Mas nada se perde aqui, para além da habitual linguagem nova-iorquina e citadina do realizador. Sintra, por seu lado, mantém a sua beleza, a sua natureza e o peculiar misticismo que contagia personagens passageiras lideradas por Isabelle Huppert, Brendan Gleeson, Greg Kinnear, Jérémie Renier, Marisa Tomei e o português Carloto Cotta.

Até mesmo na sua abordagem, Frankie é “estrangeirado”; um americano que se aproxima à memória europeia, às réstias “rohmerianas” que compõem as férias de uma família privilegiada que encontra nesta serra a catarse para os seus assuntos pendentes, deixados na outra costa.
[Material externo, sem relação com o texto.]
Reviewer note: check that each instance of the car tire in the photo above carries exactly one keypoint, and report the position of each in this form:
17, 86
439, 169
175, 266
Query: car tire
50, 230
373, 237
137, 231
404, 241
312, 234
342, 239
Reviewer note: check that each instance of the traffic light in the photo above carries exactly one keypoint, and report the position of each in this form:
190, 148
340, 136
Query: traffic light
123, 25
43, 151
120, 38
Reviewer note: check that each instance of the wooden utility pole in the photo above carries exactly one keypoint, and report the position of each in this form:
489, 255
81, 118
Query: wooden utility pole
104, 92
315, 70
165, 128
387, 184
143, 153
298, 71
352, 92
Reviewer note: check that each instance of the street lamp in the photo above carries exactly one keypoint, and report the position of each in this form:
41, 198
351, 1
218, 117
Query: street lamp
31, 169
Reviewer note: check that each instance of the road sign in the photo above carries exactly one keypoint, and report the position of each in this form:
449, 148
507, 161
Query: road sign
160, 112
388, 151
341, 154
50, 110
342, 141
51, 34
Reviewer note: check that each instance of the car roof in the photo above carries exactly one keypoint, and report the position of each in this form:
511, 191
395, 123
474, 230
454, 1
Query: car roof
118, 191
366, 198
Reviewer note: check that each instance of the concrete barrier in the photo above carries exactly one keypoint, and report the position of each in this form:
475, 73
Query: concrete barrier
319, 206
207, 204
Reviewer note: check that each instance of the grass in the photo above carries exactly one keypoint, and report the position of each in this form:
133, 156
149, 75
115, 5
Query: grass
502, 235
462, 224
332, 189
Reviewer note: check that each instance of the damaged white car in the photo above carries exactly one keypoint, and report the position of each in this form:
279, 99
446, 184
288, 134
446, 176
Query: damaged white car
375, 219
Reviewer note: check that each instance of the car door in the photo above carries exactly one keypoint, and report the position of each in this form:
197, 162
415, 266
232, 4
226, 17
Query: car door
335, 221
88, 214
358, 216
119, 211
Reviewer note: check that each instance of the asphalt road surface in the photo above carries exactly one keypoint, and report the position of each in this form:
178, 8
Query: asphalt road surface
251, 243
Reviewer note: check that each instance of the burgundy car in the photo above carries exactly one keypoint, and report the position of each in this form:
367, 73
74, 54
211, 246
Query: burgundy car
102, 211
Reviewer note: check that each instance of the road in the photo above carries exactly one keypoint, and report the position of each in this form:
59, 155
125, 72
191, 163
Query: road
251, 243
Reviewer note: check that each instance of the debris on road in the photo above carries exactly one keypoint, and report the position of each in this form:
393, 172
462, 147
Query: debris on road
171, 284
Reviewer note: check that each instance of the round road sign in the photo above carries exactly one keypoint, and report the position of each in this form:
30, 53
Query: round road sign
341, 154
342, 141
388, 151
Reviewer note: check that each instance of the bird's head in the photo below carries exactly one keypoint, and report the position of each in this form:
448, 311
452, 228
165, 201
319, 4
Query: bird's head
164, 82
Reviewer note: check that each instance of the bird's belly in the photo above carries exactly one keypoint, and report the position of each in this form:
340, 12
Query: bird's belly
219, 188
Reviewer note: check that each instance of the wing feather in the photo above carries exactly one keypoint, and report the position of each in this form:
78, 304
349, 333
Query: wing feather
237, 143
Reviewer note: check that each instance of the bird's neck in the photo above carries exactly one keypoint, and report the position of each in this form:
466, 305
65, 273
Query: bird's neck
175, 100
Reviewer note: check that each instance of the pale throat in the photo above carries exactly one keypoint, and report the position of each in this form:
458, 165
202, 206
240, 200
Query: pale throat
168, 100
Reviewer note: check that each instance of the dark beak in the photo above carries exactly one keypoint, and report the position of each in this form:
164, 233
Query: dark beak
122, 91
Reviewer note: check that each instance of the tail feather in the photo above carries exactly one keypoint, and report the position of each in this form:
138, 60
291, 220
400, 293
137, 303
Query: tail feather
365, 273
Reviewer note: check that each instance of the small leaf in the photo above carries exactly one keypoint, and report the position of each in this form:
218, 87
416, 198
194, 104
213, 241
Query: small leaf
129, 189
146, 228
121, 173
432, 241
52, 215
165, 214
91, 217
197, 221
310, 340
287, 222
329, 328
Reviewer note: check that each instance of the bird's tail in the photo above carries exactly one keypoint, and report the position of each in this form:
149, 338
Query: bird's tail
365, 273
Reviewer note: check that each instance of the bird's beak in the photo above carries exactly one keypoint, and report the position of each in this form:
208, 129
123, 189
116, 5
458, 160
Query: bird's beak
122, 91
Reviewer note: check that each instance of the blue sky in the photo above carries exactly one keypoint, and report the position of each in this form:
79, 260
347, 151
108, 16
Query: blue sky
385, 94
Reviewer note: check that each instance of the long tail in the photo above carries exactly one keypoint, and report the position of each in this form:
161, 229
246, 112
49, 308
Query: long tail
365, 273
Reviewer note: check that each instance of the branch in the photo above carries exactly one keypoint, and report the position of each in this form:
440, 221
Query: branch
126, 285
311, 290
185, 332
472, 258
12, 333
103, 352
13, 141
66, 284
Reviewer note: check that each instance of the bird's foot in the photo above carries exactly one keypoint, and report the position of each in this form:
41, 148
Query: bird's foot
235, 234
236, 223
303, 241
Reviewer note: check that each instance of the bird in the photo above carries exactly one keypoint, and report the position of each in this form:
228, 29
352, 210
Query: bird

Sachs encontrou-se connosco no terraço da Unifrance, a poucos metros do Palais do Festival de Cannes, para falar sobre o filme, ainda fresco, recorrendo às suas memórias e à sua posição cinematográfica. Expressou a sua admiração por Huppert que, segundo o próprio, a par de Catherine Deneuve, é uma relíquia do cinema francês sem igual.

As romarias de um dos mais interessantes realizadores independentes norte-americanos em terras lusas e um elenco internacional de fazer inveja, Frankie é o seu mais arriscado desafio.

Porquê a escolha de Sintra para as filmagens?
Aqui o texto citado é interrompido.